2) Cast the object to the same type as the parameter of the class method. This will require a capture helper due to the wildcard in the class's type:

private static <T> void helper(Class<T> clazz, String name, Object obj) {
    AbstractClass.getNameMap(clazz).put(name, (T)obj);
}
AbstractClass(String name) {
    helper(this.getClass(), name, this);
}

(if you don't want that unchecked cast you can do AbstractClass.getNameMap(clazz).put(name, clazz.cast(obj));)

Answer 2

According to the javadoc for Object.getClass(), the returned type is a wildcard based compile-time type of the expression.

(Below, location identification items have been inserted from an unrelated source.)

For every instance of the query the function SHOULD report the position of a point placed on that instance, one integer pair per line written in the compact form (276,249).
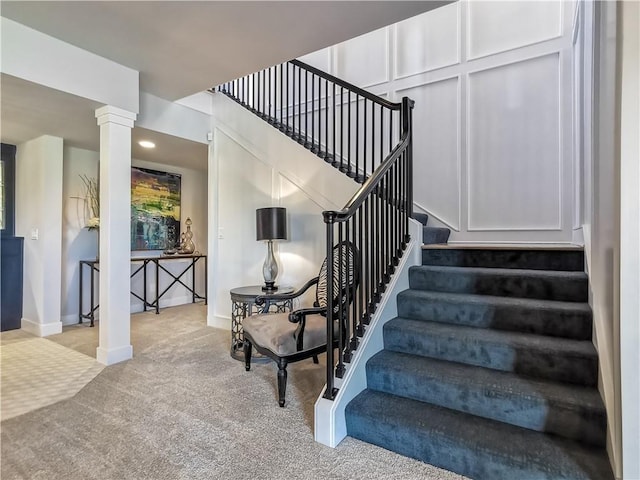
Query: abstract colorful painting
(155,209)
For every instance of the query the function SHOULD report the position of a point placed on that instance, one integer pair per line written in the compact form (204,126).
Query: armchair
(302,334)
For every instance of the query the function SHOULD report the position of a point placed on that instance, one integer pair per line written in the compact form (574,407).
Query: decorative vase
(188,246)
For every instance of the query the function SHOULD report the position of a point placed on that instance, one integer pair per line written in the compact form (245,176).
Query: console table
(243,304)
(153,302)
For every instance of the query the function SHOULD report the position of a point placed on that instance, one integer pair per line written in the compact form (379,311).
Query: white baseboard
(330,423)
(41,329)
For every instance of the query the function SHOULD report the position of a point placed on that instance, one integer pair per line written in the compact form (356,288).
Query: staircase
(431,235)
(489,369)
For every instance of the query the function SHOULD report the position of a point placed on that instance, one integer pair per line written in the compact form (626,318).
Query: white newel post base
(115,227)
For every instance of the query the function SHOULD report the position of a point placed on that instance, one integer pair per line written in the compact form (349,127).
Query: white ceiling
(179,48)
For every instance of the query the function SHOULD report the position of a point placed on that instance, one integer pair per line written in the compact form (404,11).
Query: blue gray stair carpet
(489,370)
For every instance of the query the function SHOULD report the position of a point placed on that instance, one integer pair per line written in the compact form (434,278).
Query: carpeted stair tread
(473,446)
(567,410)
(538,356)
(435,235)
(542,284)
(533,259)
(543,317)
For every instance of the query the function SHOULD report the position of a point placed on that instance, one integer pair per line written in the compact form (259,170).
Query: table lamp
(271,224)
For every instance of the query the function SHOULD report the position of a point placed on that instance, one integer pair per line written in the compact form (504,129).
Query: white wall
(252,165)
(78,243)
(629,75)
(39,171)
(45,60)
(492,82)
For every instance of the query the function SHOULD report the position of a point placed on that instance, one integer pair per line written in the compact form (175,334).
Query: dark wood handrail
(357,90)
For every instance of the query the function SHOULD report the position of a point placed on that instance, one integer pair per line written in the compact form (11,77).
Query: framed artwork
(155,209)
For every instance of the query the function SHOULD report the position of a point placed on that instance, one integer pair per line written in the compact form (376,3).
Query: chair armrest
(299,317)
(277,297)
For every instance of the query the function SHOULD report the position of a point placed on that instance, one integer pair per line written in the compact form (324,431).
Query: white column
(629,84)
(115,237)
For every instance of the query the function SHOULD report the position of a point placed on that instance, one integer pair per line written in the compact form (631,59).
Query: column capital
(111,114)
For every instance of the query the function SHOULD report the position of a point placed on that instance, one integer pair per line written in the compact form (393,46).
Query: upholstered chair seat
(278,334)
(291,337)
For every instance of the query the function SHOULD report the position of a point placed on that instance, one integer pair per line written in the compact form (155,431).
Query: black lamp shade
(271,223)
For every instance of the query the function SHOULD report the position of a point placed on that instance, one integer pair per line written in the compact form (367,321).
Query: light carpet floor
(36,372)
(182,408)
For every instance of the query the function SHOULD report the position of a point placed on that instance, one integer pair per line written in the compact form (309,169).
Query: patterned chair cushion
(275,332)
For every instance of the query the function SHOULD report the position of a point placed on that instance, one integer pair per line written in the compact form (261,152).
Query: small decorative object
(271,224)
(187,246)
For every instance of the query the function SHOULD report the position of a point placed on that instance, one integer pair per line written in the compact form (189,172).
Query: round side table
(243,304)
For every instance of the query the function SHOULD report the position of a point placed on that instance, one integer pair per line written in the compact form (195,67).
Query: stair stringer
(330,423)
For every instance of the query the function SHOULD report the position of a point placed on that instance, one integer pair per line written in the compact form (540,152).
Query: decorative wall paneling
(493,125)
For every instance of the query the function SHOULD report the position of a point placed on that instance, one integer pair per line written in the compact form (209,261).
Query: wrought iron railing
(376,220)
(367,138)
(348,127)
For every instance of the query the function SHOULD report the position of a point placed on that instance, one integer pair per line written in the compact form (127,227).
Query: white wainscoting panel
(514,161)
(364,60)
(428,41)
(497,26)
(435,148)
(320,59)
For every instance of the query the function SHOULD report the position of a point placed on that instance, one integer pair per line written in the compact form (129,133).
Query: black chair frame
(299,316)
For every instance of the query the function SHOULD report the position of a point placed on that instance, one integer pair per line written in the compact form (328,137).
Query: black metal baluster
(357,149)
(306,108)
(299,105)
(326,119)
(367,260)
(341,168)
(333,103)
(287,93)
(365,172)
(313,113)
(349,157)
(329,219)
(281,94)
(253,88)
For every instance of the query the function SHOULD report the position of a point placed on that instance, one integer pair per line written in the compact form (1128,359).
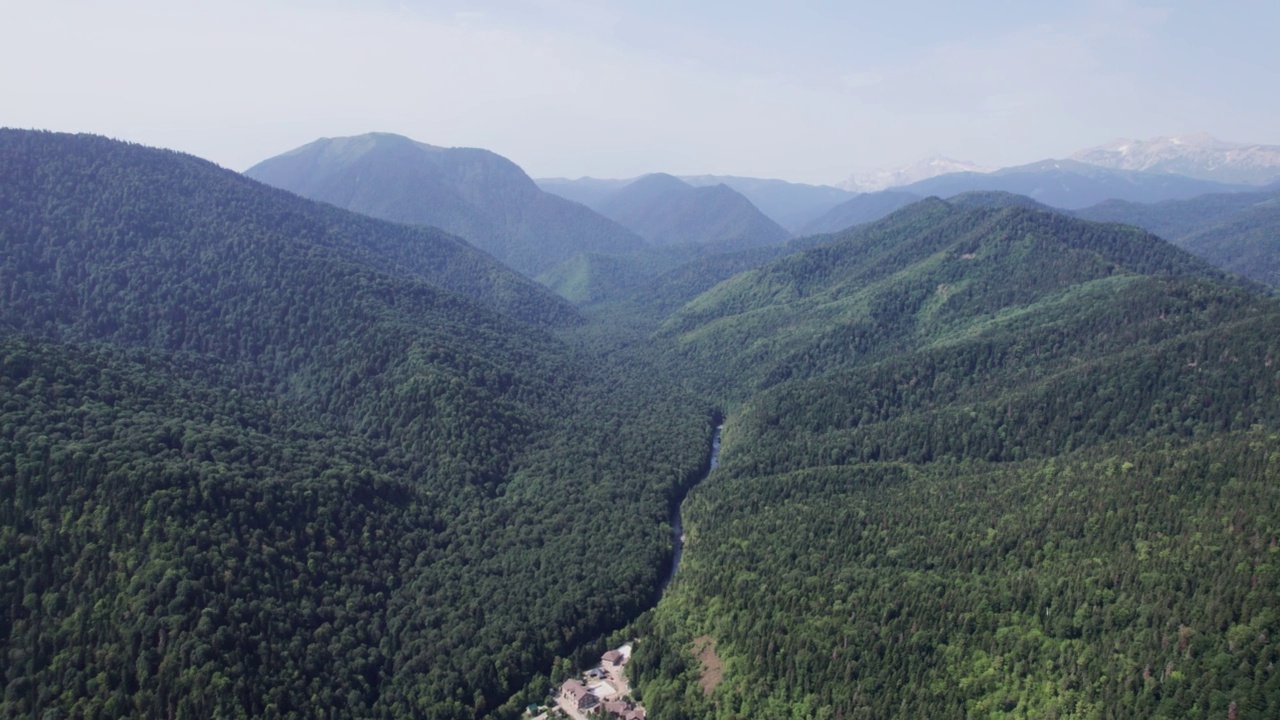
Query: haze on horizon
(808,92)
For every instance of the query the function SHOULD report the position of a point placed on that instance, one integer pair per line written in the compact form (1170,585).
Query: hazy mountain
(1238,232)
(1191,155)
(865,208)
(900,177)
(666,210)
(964,436)
(789,204)
(475,194)
(588,191)
(261,456)
(1072,185)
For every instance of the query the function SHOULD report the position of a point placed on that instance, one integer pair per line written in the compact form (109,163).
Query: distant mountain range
(915,172)
(1239,232)
(475,194)
(865,208)
(1192,155)
(787,204)
(666,210)
(1072,185)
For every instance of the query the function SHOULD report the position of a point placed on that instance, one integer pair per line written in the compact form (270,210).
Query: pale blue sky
(804,91)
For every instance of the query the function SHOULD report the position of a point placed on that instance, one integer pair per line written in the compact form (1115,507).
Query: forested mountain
(790,204)
(586,191)
(666,212)
(475,194)
(1239,232)
(1072,185)
(261,456)
(860,209)
(988,461)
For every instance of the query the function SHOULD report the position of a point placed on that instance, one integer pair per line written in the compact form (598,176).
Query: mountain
(789,204)
(666,210)
(588,191)
(474,194)
(865,208)
(900,177)
(261,456)
(785,203)
(1191,155)
(1072,185)
(1238,232)
(969,449)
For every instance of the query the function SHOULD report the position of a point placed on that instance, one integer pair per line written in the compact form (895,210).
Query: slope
(1191,155)
(1072,185)
(1237,232)
(865,208)
(474,194)
(790,204)
(257,460)
(666,210)
(986,461)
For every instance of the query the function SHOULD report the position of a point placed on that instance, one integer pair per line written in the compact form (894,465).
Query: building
(576,695)
(613,659)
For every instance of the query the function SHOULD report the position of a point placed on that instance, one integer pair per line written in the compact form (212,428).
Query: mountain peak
(471,192)
(1197,155)
(927,168)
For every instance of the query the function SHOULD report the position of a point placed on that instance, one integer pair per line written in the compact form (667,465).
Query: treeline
(264,458)
(1118,582)
(981,463)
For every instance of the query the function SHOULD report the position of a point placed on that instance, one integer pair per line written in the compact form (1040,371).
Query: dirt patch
(713,668)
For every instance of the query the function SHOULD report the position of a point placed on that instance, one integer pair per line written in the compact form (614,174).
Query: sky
(803,91)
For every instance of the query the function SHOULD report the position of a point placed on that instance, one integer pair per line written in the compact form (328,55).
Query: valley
(972,456)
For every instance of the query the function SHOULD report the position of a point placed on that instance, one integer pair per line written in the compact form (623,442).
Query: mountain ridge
(475,194)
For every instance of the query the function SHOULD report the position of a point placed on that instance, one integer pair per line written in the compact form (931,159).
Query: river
(677,525)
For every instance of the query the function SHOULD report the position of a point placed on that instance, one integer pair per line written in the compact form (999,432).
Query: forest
(261,456)
(260,461)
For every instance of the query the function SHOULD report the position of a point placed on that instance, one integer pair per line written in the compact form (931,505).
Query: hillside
(263,456)
(1238,232)
(967,450)
(474,194)
(865,208)
(1072,185)
(666,210)
(790,204)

Since the compiler only knows that this returns an AbstractClass instance, this.getClass() returns Class<? extends AbstractClass>.

This means your call to getNameMap in the constructor will return a Map<String, ? extends AbstractClass>. Which means that, while the returned Map has values of a specific (non-wildcard) type, that exact type isn't known at compile-time; the compiler only knows the Map's values are required to be either AbstractClass or something that inherits from AbstractClass. So the compiler can't safely add this as a value, since it isn't known at compile-time which subtype of AbstractClass this represents.

To use a simpler example: if a method returned Map<String, ? extends Number> then the compiler wouldn't know whether it was safe to add an Integer to the Map, because the Map's actual, non-wildcard type might be Map<String, Double>, Map<String, Short>, etc.

As for a solution: I don't think there is a way to have a Map use generics to match each individual key's type with its corresponding value's type. I would forget about using bounded types on the inner Maps' values, and use dynamic casting instead:

private static Map<Class<? extends AbstractClass>, Map<String, AbstractClass>> map = new HashMap<>();

private static synchronized Map<Class<? extends AbstractClass>, Map<String, AbstractClass>> getNameMap(Class<T> clazz) {
    // same as before
}

public static <T extends AbstractClass> T valueOf(Class<T> clazz, String name) {
    return clazz.cast(getNameMap(clazz).get(name));
}

Answer 3

If you just want to store anything that is an AbstractClass, just declare your map as

private static Map<Class<? extends AbstractClass>, LinkedHashMap<String, AbstractClass>> map = 
    new HashMap<Class<? extends AbstractClass>, LinkedHashMap<String, AbstractClass>>();

This would allow you to store any instance of AbstractClass or its subclasses in the inner map, against AbstractClass or one of its sub class.